Do you like pumpkin pie and brownies? I have both for you in this one delicious recipe! Pumpkin combined with a nut or seed butter gives you a lovely moist fudge texture but best of all, you turn a traditionally unhealthy recipe into a nutritionally dense one.
Like all orange pigmented vegetables, pumpkin is rich in beta carotene (vitamin A) and studies have shown pumpkin contains more vitamin A than carrots.
Pumpkin is sweet and this helps with reducing the amount of added sweetness needed for this recipe. I've use unprocessed honey but it can be substituted for 100% organic maple syrup. The mix of spices that you would find in a pumpkin pie recipe and the addition of raw cacao, with dark chocolate pieces, makes this brownie recipe truly unique. (see alternative version for cacao free)

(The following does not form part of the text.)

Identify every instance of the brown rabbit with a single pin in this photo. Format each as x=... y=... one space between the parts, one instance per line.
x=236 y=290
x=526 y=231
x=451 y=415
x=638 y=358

I like to dust with cacao powder to serve for afternoon tea, or as a dessert, I add a dollop of a dairy free cream to individual pieces and decorate with a strawberry.
Spiced Pumpkin Brownies are already gluten, grain and dairy free but they can also be made nut free by replacing the almond butter with sunflower butter.
To make this recipe cacao and chocolate free, just omit both ingredients and bake a Spiced Pumpkin Slice, just as delicious, I love them both. Follow the same steps in the recipe, just skipping those two ingredients and keeping the same baking time.
I have also baked the Spiced Pumpkin Slice just omitting the raw cacao powder but leaving in the dark chocolate pieces, that was really delicious! One of my American friends is going to make that version for her families Fourth of July celebrations.